Tau.Neutrino said:
paper
A noninteracting low-mass black hole–giant star binary system
https://science.sciencemag.org/content/366/6465/637
“As material falls toward a black hole, it heats up and emits x-rays. Almost all black holes are discovered by this x-ray emission. Thompson et al. observed light from a giant star that is Doppler shifted, indicating an orbit around a binary companion. The companion object must weigh more than 2.6 solar masses, but it emits no light, including x-rays. This indicates the presence of a black hole that is not currently consuming any material. There may be a population of similarly hidden black holes that have been missed by x-ray observations.”
So, looking for planets and didn’t find one. Unless there’s a huge calculation error, this does look like quiescent black hole. Let’s look at the alternatives.
- High inclination – that would mean the mass was more than 2.6 solar, not less.
- White dwarf – the heaviest can’t be more than about 1.4 solar masses.
- Neutron star – the heaviest can’t be much more than 2.1 solar masses.

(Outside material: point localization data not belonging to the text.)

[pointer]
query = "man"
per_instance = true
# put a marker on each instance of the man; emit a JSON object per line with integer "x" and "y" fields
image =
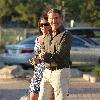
{"x": 57, "y": 58}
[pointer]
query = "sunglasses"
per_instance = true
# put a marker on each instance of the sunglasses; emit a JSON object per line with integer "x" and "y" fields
{"x": 44, "y": 24}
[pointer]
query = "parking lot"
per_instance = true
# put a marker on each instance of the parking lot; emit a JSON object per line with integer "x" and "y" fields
{"x": 79, "y": 89}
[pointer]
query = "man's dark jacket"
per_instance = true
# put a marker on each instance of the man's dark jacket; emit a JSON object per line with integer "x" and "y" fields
{"x": 58, "y": 49}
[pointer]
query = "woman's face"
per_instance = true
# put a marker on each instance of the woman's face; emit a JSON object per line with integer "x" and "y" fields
{"x": 44, "y": 26}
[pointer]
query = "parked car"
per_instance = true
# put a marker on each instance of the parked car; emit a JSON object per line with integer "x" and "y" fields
{"x": 83, "y": 50}
{"x": 85, "y": 31}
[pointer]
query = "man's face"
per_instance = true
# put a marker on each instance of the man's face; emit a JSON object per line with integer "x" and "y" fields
{"x": 55, "y": 20}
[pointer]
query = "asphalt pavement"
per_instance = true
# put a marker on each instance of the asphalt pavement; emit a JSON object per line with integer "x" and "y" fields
{"x": 79, "y": 89}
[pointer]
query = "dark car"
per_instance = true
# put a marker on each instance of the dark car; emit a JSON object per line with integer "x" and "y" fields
{"x": 85, "y": 31}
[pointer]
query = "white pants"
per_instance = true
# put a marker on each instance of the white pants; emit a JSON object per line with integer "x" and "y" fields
{"x": 56, "y": 81}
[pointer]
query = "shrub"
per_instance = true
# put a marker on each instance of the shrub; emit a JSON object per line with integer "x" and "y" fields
{"x": 96, "y": 71}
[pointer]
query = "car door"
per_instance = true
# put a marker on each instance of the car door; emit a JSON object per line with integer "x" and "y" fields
{"x": 81, "y": 51}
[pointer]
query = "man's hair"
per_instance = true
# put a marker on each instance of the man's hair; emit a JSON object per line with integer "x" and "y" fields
{"x": 54, "y": 10}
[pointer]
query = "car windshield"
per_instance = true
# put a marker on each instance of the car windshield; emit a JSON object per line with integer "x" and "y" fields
{"x": 30, "y": 40}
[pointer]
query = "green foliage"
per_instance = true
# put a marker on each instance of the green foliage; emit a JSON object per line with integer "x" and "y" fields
{"x": 85, "y": 68}
{"x": 29, "y": 11}
{"x": 96, "y": 71}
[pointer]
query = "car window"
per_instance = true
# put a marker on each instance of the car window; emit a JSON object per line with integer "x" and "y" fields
{"x": 77, "y": 43}
{"x": 28, "y": 41}
{"x": 85, "y": 32}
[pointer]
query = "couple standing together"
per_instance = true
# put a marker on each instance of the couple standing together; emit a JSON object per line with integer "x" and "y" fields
{"x": 52, "y": 58}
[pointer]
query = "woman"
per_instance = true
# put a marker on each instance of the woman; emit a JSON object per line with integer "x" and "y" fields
{"x": 44, "y": 28}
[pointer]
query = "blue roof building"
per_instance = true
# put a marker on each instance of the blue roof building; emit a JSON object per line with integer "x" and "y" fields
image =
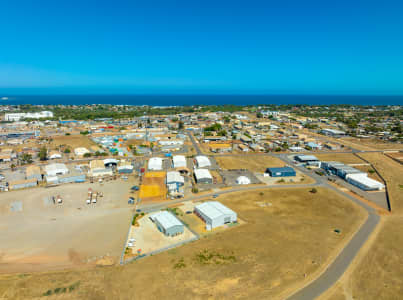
{"x": 281, "y": 172}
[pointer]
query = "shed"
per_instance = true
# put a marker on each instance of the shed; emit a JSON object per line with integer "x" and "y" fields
{"x": 22, "y": 184}
{"x": 364, "y": 182}
{"x": 215, "y": 214}
{"x": 155, "y": 164}
{"x": 202, "y": 161}
{"x": 203, "y": 176}
{"x": 175, "y": 177}
{"x": 281, "y": 172}
{"x": 243, "y": 180}
{"x": 56, "y": 169}
{"x": 33, "y": 172}
{"x": 179, "y": 161}
{"x": 167, "y": 223}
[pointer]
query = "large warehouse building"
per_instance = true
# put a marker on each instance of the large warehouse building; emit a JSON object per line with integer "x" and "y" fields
{"x": 364, "y": 182}
{"x": 167, "y": 223}
{"x": 214, "y": 214}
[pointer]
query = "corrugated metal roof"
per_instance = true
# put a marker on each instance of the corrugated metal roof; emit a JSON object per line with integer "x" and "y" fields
{"x": 214, "y": 209}
{"x": 166, "y": 219}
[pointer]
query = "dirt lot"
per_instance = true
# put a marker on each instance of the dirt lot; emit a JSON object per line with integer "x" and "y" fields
{"x": 149, "y": 238}
{"x": 253, "y": 163}
{"x": 392, "y": 172}
{"x": 259, "y": 260}
{"x": 397, "y": 155}
{"x": 73, "y": 141}
{"x": 37, "y": 235}
{"x": 346, "y": 158}
{"x": 377, "y": 271}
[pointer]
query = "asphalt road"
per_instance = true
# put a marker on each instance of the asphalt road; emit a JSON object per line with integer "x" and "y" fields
{"x": 337, "y": 268}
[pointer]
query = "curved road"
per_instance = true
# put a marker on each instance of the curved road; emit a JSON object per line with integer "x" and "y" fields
{"x": 337, "y": 268}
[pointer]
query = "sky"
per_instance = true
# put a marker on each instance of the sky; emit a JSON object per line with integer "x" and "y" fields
{"x": 230, "y": 47}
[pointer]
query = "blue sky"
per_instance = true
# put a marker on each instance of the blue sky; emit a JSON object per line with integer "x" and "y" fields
{"x": 269, "y": 47}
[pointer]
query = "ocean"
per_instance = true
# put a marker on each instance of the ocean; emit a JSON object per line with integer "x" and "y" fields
{"x": 183, "y": 100}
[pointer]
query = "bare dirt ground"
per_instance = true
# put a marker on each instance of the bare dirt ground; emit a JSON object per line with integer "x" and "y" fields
{"x": 377, "y": 272}
{"x": 392, "y": 172}
{"x": 149, "y": 238}
{"x": 40, "y": 235}
{"x": 345, "y": 158}
{"x": 280, "y": 246}
{"x": 373, "y": 144}
{"x": 254, "y": 163}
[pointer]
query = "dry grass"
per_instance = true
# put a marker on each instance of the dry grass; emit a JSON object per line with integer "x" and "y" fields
{"x": 346, "y": 158}
{"x": 374, "y": 144}
{"x": 380, "y": 273}
{"x": 392, "y": 172}
{"x": 254, "y": 163}
{"x": 73, "y": 141}
{"x": 268, "y": 255}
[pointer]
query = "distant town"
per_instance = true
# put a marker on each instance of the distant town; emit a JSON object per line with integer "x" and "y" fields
{"x": 120, "y": 183}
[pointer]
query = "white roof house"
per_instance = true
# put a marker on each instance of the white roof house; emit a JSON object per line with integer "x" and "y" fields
{"x": 56, "y": 169}
{"x": 155, "y": 164}
{"x": 167, "y": 223}
{"x": 179, "y": 161}
{"x": 362, "y": 181}
{"x": 215, "y": 214}
{"x": 175, "y": 177}
{"x": 243, "y": 180}
{"x": 80, "y": 151}
{"x": 203, "y": 176}
{"x": 202, "y": 161}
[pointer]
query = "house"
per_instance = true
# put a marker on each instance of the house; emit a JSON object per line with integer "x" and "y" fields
{"x": 155, "y": 164}
{"x": 56, "y": 169}
{"x": 307, "y": 159}
{"x": 81, "y": 151}
{"x": 203, "y": 176}
{"x": 167, "y": 223}
{"x": 202, "y": 161}
{"x": 125, "y": 167}
{"x": 98, "y": 169}
{"x": 54, "y": 155}
{"x": 174, "y": 177}
{"x": 220, "y": 147}
{"x": 243, "y": 148}
{"x": 215, "y": 214}
{"x": 33, "y": 172}
{"x": 179, "y": 161}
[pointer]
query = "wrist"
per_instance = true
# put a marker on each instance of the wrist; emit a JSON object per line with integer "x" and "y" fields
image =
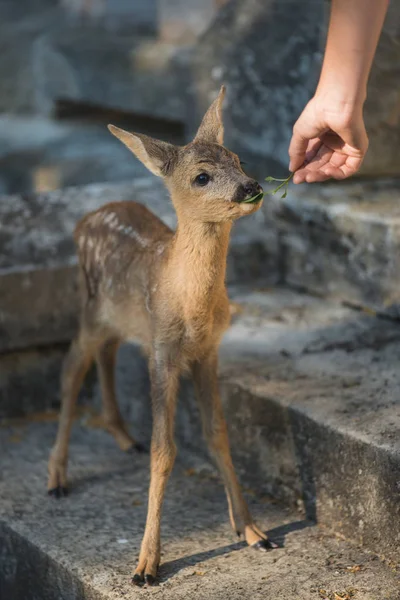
{"x": 333, "y": 97}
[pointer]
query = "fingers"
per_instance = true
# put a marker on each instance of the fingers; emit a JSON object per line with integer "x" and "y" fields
{"x": 328, "y": 164}
{"x": 305, "y": 133}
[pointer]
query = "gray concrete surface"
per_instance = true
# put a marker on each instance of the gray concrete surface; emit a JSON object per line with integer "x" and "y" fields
{"x": 85, "y": 546}
{"x": 310, "y": 392}
{"x": 341, "y": 239}
{"x": 269, "y": 55}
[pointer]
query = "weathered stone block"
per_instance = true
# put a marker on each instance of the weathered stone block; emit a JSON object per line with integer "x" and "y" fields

- Multiple objects or eccentric orbits – possible but unlikely.
- Pulsating star – hmm, that would give similar doppler behaviour, but unless the star was on the instability strip it’d be unlikely.
How do they know it’s rapidly rotating? From sunspots or from spectral lines? If it’s a giant star with a 2MASS designation, that makes it a red giant or AGB star. Because 2MASS is an infrared survey and most giant stars shine more brightly in visible light than in IR.
Consider for instance two neutron stars 60 degrees apart (Lagrangian relationship), then that would look in doppler effect exactly like one object larger by a factor of sqrt(3) I think 2.1 * sqrt(3) > 2.6. So a pair of heavy orbits in lockstep is possible, I think, but I wouldn’t call it likely.